Ángel Luis "Buster" Figueroa Sepúlveda (born October 13, 1981) is a Puerto Rican professional basketball player for the Capitanes De Arecibo of the BSN league in Puerto Rico. He was a member of the Puerto Rico National Basketball Team in 2006.

==Baloncesto Superior Nacional==
Figueroa made his professional debut in the National Superior Basketball League of Puerto Rico in 1999. In his first two years he competed with the Guaynabo Mets. On his rookie year he won the Rookie of the Year award after having an average of 15.4 points per game. After two seasons playing for Guaynabo he was traded to the Arecibo Captains in 2001. With Arecibo, Figueroa would be selected to the league's All-Star game on multiple occasions. In between, Figueroa was the nation's leading scorer in NCAA's Division II during the 2001–2002 season at Dowling College. In 2005 he helped the Arecibo Captains win the league's national championship with an average of 19.0 points per game. Figueroa was the National Superior Basketball league's scoring champion in 2006 with an average of 20.7 points per game. During the off-season, he played a single game with Dinamo Basket Sassari of the LegADue, scoring 21 points and capturing 5 rebounds. Figueroa finished the 2007 regular season as the league's top scorer with an average of 24.6 points per game. His performance gained him a participation in the league's All-Star game. Due to his performance in the BSN he was selected to play in the national basketball team, in which he served as a back-up forward. In 2008 he finished the regular BSN in the second scoring position with an average of 21.5 points per game. He was once again selected as a starter in the All-Star game, being the player that received most fan votes in the pre-game poll. On June 6, 2008, Figueroa received the BSN Most Outstanding Player award. He also finished in the second position of the league's MVP votation, receiving 27 votes. In Arecibo Figueroa helped the team win the third BSN Championship in the franchise's history, and was selected the BSN Final's MVP. In the series' final game he scored 33 points and grabbed 22 rebounds against Carolina Giants.

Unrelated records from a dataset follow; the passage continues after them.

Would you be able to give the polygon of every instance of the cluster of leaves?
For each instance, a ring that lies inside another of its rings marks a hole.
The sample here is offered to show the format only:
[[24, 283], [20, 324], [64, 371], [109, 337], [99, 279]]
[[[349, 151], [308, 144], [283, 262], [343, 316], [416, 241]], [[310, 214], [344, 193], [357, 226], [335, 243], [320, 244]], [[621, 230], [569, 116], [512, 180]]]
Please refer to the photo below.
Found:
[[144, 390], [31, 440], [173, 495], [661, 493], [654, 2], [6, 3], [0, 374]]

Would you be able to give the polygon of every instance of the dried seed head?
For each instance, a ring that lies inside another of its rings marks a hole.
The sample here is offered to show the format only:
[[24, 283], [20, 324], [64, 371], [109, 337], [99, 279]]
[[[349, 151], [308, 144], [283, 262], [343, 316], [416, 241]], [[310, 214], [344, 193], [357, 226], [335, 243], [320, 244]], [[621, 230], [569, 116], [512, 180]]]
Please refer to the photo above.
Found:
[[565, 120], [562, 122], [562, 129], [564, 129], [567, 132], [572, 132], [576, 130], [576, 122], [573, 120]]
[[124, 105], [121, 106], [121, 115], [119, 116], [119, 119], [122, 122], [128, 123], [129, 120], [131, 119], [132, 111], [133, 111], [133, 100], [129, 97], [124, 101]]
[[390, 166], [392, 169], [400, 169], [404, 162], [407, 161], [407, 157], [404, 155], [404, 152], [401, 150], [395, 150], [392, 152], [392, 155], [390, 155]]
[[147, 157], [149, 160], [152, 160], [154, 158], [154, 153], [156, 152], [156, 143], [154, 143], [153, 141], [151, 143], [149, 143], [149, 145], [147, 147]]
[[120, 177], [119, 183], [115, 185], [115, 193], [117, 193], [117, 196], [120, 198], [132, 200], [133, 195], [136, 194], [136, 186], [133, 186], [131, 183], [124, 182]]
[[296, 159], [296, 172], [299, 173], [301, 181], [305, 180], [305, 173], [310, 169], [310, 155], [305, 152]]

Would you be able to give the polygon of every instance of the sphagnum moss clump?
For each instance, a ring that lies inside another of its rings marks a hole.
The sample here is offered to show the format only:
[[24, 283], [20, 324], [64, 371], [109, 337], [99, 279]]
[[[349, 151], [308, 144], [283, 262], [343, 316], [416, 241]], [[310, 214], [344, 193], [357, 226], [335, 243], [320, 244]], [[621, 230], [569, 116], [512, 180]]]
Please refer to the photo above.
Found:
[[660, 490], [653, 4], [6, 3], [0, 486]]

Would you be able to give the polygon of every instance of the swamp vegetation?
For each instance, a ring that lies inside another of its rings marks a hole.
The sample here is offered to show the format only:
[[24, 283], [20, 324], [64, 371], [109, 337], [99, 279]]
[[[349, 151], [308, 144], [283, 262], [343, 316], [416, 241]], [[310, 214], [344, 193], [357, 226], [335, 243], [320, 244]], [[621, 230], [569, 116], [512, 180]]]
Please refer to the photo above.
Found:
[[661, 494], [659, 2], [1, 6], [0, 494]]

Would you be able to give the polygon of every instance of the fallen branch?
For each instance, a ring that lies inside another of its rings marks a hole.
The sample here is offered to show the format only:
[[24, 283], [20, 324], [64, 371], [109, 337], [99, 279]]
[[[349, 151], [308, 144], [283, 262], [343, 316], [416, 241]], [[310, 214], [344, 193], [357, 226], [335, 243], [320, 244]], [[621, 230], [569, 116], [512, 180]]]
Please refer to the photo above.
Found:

==Liga Nacional de Baloncesto Profesional==
Following his participation in the BSN, Figueroa signed a contract with the Lobos Grises UAD of the Liga Nacional de Baloncesto Profesional (LNBP). On October 1, 2009, he made his debut against Cosmos, scoring 21 points, 6 rebounds and 4 steals. Figueroa concluded his first week with 34 points, 15 rebounds and 3 steals in games against the Soles and Potros. He then scored 18 points in two consecutive games, before scoring a season-low 10 points to close the week. In his next game, Figueroa recorded 21 points, 6 rebounds and 2 steals against Panteras. In the Lobos' next game, he scored 16 points, with the game marking the first time that he did not make a steal in the season. On October 29, 2009, Figueroa recorded his first double-double of the season against Abejas, with 21 points and 10 rebounds. To close the first month, he registered 22 points, 8 rebounds and 4 steals. After two weeks of inactivity, Figueroa returned but fell into a brief offensive slump, scoring 11 and 12 points in his next two games, but also recovering 17 rebounds. Figueroa improved in a game against Barreteros, where he scored 21 points and 7 rebounds. In the last game of November, he scored 20 points, 8 points and a steal.

==National team career==
In 2006, Figueroa competed for the Puerto Rico national basketball team in the Central American and Caribbean Games where Puerto Rico went on to win the gold medal finishing with an undefeated record. He was selected as a member of the national team that participated in the 2006 FIBA World Championship, but he was unable to compete due to injury. In June 2008, the national team's directives announced that Figueroa did not have a guaranteed spot in the team. This was product of a new team initiative which focused on height.

In the 2008 FIBA Americas League, Figueroa once again joined Arecibo. In the team's debut against Pioneros, he scored 20 points, 8 rebounds and one steal. Against Merengueros, he had 19 points, 6 rebounds and 2 steals. In Arecibo's final game, Figueroa scored a tournament-high of 26 points, 9 rebounds and 2 steals.